I haven't got time to muck about with rescuing a broken system. I've got stuff to do.


Yes, but do you actually need to know that?

Do you actually need to know JavaScript? Or C? Or Japanese?

As I said, if Linux is just the OS you use to do something else, then no. If your job/hobby is to actually develop Linux or tools that tie very tightly to Linux and how Linux operates, then yes.


Okay, but if your job is actually to develop Linux and Linux tools, you'd be better off with a sensible distro like Ubuntu.

You're not productive if you're constantly having to fiddle about with broken tools.


Agreed.

Well, these days you can do use VMs to destructively 'learn Linux' without messing up your real system.


No, just personal experience. I started learning Linux as a young teenager and have broken dozens of installations (breaking system python, deleting /usr/ via rsync, doing an incomplete system update, writing a love letter to my boot sector, etc. etc.)

Eventually I have failed in so many ways that there are not a lot of ways I can fail now that I don't know how to rescue myself from. Also I've learned what not do to keep things saveable.

> Or are you assuming that everyone shares the same need to fiddle with everything?

Why else would you use Linux? This fiddling is literally necessary to learn it. Otherwise you have to ask somebody else for help, who has done the fiddling.


> Why else would you use Linux?

Because you just want to get work done, or play your game or browse the web etc?

Yes, learning Linux is fun (for the kind of people who find this fun).

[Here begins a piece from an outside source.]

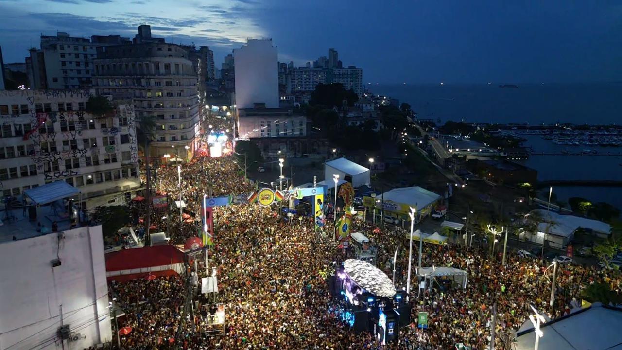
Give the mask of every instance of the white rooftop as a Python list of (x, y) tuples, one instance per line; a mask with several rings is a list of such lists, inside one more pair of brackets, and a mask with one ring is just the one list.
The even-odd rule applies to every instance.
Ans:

But we don't expect people who just want to get on with their lives to eg break Windows or MacOS a lot, either.


I'm pretty close to this at work since about 1/3rd of my job is helping the non-Linux people deal with Linux. Programming is their 2nd language so to speak, and the use of Linux is incidental, it's just what's easiest to give them to keep everything in our company compatible.

They require a person who knows Linux in order to keep working. It's not optional -- they just wouldn't be able to get everything running otherwise without it breaking every couple of days. The fixes they find without us usually end up masking the problem and causing a truly unfixable problem later.

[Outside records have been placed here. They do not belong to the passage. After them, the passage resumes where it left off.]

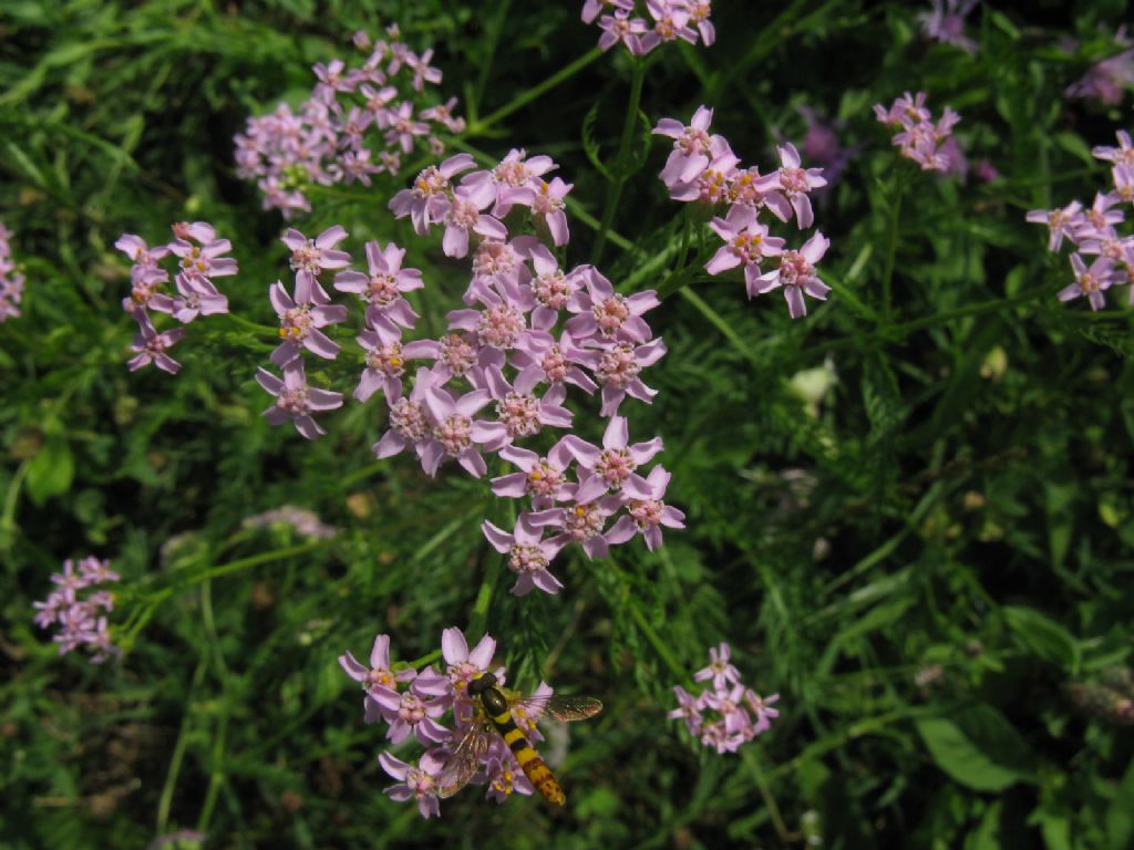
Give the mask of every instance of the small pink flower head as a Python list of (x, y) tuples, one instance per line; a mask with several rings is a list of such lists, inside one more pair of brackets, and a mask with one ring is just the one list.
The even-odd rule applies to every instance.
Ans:
[(496, 640), (491, 635), (482, 637), (469, 652), (464, 632), (456, 626), (441, 632), (441, 655), (448, 665), (446, 675), (458, 698), (468, 692), (468, 682), (488, 672), (494, 652)]
[(390, 670), (390, 636), (379, 635), (374, 638), (374, 646), (370, 651), (370, 666), (358, 663), (349, 652), (339, 656), (339, 665), (346, 674), (362, 685), (362, 689), (370, 694), (375, 688), (382, 687), (397, 691), (400, 682), (409, 682), (417, 675), (413, 668), (399, 670), (395, 673)]
[(646, 549), (653, 552), (661, 547), (662, 526), (685, 528), (685, 513), (663, 501), (669, 478), (669, 471), (661, 466), (651, 469), (645, 478), (631, 476), (631, 482), (625, 487), (627, 493), (644, 491), (645, 498), (635, 498), (627, 502), (628, 516), (621, 517), (610, 529), (607, 535), (609, 543), (617, 545), (641, 534), (645, 538)]
[(1083, 205), (1078, 201), (1072, 201), (1063, 209), (1032, 210), (1026, 219), (1036, 224), (1048, 226), (1048, 250), (1055, 253), (1063, 245), (1064, 237), (1074, 241), (1083, 221)]
[(616, 9), (613, 16), (603, 15), (599, 18), (599, 28), (602, 29), (602, 35), (599, 36), (599, 46), (602, 50), (610, 50), (621, 42), (634, 56), (642, 56), (645, 52), (642, 48), (642, 36), (645, 34), (646, 24), (642, 18), (632, 18), (628, 10)]
[(336, 224), (314, 239), (298, 230), (288, 230), (282, 243), (291, 249), (291, 271), (296, 273), (295, 300), (298, 304), (327, 304), (330, 298), (319, 286), (319, 274), (324, 269), (346, 269), (350, 255), (335, 246), (347, 238), (344, 227)]
[(731, 647), (721, 643), (709, 648), (709, 666), (699, 670), (693, 674), (694, 681), (704, 682), (712, 680), (716, 690), (723, 690), (738, 685), (741, 671), (733, 666), (729, 658), (733, 655)]
[(562, 543), (555, 538), (544, 541), (543, 527), (534, 525), (530, 517), (521, 515), (511, 534), (488, 520), (481, 529), (492, 547), (508, 556), (508, 569), (518, 576), (511, 588), (513, 594), (524, 596), (533, 589), (557, 594), (564, 586), (548, 571), (548, 566), (559, 554)]
[(307, 440), (327, 433), (312, 418), (313, 413), (342, 406), (341, 393), (307, 386), (303, 360), (298, 358), (284, 367), (282, 381), (261, 368), (256, 371), (256, 382), (276, 397), (276, 403), (263, 411), (268, 422), (271, 425), (282, 425), (290, 420), (295, 423), (296, 431)]
[(709, 107), (699, 107), (687, 127), (672, 118), (658, 121), (658, 126), (653, 128), (654, 135), (675, 139), (666, 168), (658, 175), (666, 186), (695, 180), (709, 165), (714, 155), (714, 141), (720, 139), (719, 136), (709, 135), (710, 124), (712, 110)]
[(772, 721), (779, 716), (779, 711), (771, 707), (778, 702), (779, 694), (772, 694), (770, 697), (761, 697), (752, 688), (745, 689), (744, 704), (756, 716), (755, 734), (767, 731), (771, 726)]
[(702, 708), (704, 708), (704, 695), (694, 697), (680, 685), (674, 686), (674, 694), (677, 695), (677, 708), (669, 712), (666, 716), (670, 720), (684, 720), (689, 734), (700, 734), (701, 724), (704, 721), (701, 714)]
[(827, 185), (827, 180), (822, 178), (823, 169), (801, 168), (799, 152), (790, 142), (779, 148), (779, 188), (795, 210), (796, 224), (799, 230), (804, 230), (814, 222), (807, 193)]
[(815, 263), (822, 260), (829, 246), (827, 237), (816, 231), (799, 250), (785, 250), (779, 257), (779, 269), (756, 278), (756, 284), (748, 289), (748, 297), (782, 287), (792, 318), (807, 315), (804, 292), (812, 298), (827, 300), (827, 294), (831, 291), (815, 274)]
[[(298, 292), (299, 284), (296, 283)], [(279, 317), (280, 345), (272, 351), (271, 362), (277, 366), (286, 366), (307, 349), (319, 357), (333, 360), (339, 354), (339, 345), (324, 334), (320, 328), (345, 322), (347, 308), (338, 304), (318, 305), (311, 301), (296, 303), (284, 284), (276, 281), (268, 290), (268, 297)]]
[(152, 363), (162, 372), (176, 375), (180, 371), (181, 364), (166, 354), (166, 351), (172, 348), (185, 335), (185, 329), (174, 328), (163, 333), (158, 333), (150, 322), (149, 316), (141, 314), (137, 318), (138, 333), (130, 345), (130, 349), (136, 351), (136, 354), (127, 364), (130, 367), (130, 372), (136, 372)]
[(930, 11), (917, 14), (922, 33), (941, 44), (953, 44), (966, 53), (975, 53), (978, 44), (964, 34), (965, 16), (976, 6), (976, 0), (932, 0)]
[(662, 450), (660, 436), (631, 445), (626, 419), (612, 416), (602, 435), (601, 449), (574, 434), (564, 437), (564, 441), (579, 469), (586, 473), (579, 477), (576, 501), (590, 502), (606, 495), (608, 491), (621, 492), (625, 484), (629, 485), (628, 495), (643, 499), (652, 496), (651, 490), (644, 488), (644, 484), (635, 484), (633, 478), (635, 469), (649, 464)]
[(389, 753), (380, 754), (378, 762), (382, 765), (383, 771), (399, 780), (398, 784), (386, 789), (386, 793), (391, 800), (398, 802), (416, 800), (417, 810), (422, 817), (428, 819), (440, 816), (441, 804), (437, 797), (437, 782), (445, 767), (446, 758), (438, 750), (425, 753), (416, 765), (406, 764)]
[(393, 243), (384, 248), (375, 241), (366, 243), (369, 274), (346, 271), (335, 277), (336, 289), (357, 295), (366, 305), (371, 328), (393, 333), (396, 328), (413, 328), (417, 322), (417, 314), (404, 296), (425, 284), (421, 271), (401, 267), (405, 255), (406, 249)]
[(760, 277), (763, 258), (782, 253), (784, 240), (768, 235), (768, 227), (760, 223), (756, 211), (751, 206), (734, 206), (727, 218), (713, 219), (709, 227), (726, 243), (705, 263), (705, 271), (710, 274), (743, 265), (745, 284), (751, 288)]
[(1098, 257), (1090, 267), (1078, 254), (1070, 255), (1070, 265), (1075, 272), (1075, 282), (1059, 291), (1060, 301), (1085, 296), (1091, 303), (1091, 309), (1098, 311), (1107, 306), (1103, 292), (1116, 281), (1115, 263), (1106, 256)]
[(632, 12), (634, 11), (634, 0), (584, 0), (583, 23), (592, 24), (599, 17), (599, 12), (616, 9)]
[(430, 226), (445, 219), (452, 195), (452, 178), (476, 167), (472, 154), (458, 153), (440, 165), (430, 165), (414, 179), (413, 188), (403, 189), (390, 201), (396, 219), (409, 216), (414, 232), (425, 236)]
[(586, 288), (567, 301), (567, 309), (577, 314), (566, 325), (574, 339), (645, 342), (653, 335), (642, 315), (661, 304), (657, 292), (651, 289), (629, 297), (618, 295), (594, 266), (585, 266), (579, 279)]
[(627, 396), (651, 403), (658, 394), (638, 377), (646, 366), (652, 366), (666, 354), (661, 339), (636, 346), (633, 342), (616, 342), (599, 351), (591, 352), (594, 377), (602, 386), (601, 416), (613, 416)]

This is one of the biggest flaws of Linux IMO -- you have to dedicate yourself to learning it to be able to use it as a daily driver effectively.

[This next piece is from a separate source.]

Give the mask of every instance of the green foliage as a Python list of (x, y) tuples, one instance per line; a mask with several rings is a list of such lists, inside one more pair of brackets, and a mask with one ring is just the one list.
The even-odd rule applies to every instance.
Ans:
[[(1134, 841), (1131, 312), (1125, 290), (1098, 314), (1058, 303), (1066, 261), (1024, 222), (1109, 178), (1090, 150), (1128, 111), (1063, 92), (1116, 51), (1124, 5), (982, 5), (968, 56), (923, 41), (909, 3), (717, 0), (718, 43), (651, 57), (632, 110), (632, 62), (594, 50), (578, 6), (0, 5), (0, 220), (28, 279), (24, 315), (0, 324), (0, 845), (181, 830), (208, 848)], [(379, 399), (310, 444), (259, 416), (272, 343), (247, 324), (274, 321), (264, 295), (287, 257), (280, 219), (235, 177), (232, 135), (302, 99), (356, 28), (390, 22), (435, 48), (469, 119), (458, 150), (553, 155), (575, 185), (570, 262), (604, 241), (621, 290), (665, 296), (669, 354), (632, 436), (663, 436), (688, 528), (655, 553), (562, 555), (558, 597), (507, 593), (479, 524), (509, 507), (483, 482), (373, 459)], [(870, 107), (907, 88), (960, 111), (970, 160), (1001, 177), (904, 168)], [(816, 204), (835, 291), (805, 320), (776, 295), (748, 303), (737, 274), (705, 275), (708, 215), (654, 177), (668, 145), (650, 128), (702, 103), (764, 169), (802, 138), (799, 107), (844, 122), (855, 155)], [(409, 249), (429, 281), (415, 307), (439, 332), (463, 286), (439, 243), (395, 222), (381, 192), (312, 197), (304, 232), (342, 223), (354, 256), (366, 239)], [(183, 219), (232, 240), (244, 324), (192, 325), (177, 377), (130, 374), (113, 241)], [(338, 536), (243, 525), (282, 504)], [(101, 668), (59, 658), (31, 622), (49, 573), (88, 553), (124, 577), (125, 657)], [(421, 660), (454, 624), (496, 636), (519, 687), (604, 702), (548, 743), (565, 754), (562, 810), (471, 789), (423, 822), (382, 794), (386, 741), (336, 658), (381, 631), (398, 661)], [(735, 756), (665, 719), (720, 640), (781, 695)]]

So: if you don't have to, and you don't know how, you shouldn't use Linux at all. There's no point, just use macOS. The macOS people eventually fix their problem on their own anyway since it's so standardized.


What are your people doing that they break stuff all the time?

I found I had more trouble with macOS than with Linux.

I mostly use ArchLinux, and I don't have those weird problems you are talking about.


I once logged into a ONE HOUR OLD ubuntu install for it to randomly decide that my system font should be 6pt, but not everywhere, and there was no way to change it through any settings panel. Not knowing in what magical text file that setting, if it even had one, was hidden, my only choice was to reinstall.


I guess Arch Linux is a lot saner, they just have one place to change things: the configuration files; and that one place is well documented and there's no magic going on. No weird settings panels that try to be smart.


That's interesting. Did either Ubuntu or Arch Linux patch GNOME to read configuration at different places? Doesn't Ubuntu also have configuration files that actually store the configuration (while the settings panel would be just the UI to the config files)?

At any rate, how are you sure that this bug only affects Ubuntu but not Arch?


I don't use GNOME, so I can't comment. I just use XMonad as a light weight window manager, and don't bother with any 'desktop environment'.

I don't know how Ubuntu nor GNOME store their configuration. I suspect they have lots of plain text config files, but they might also have other formats like databases etc? I think the more important part is that they try to 'magically' do much of the config for you, and sometimes that magic breaks.

I found 'etckeeper' quite useful, it sticks your /etc in a git repository and makes commits when something changes. So you can at least review what just changed that must have broken your config. (I use etckeeper on Arch, but it seems to be also available on Ubuntu.)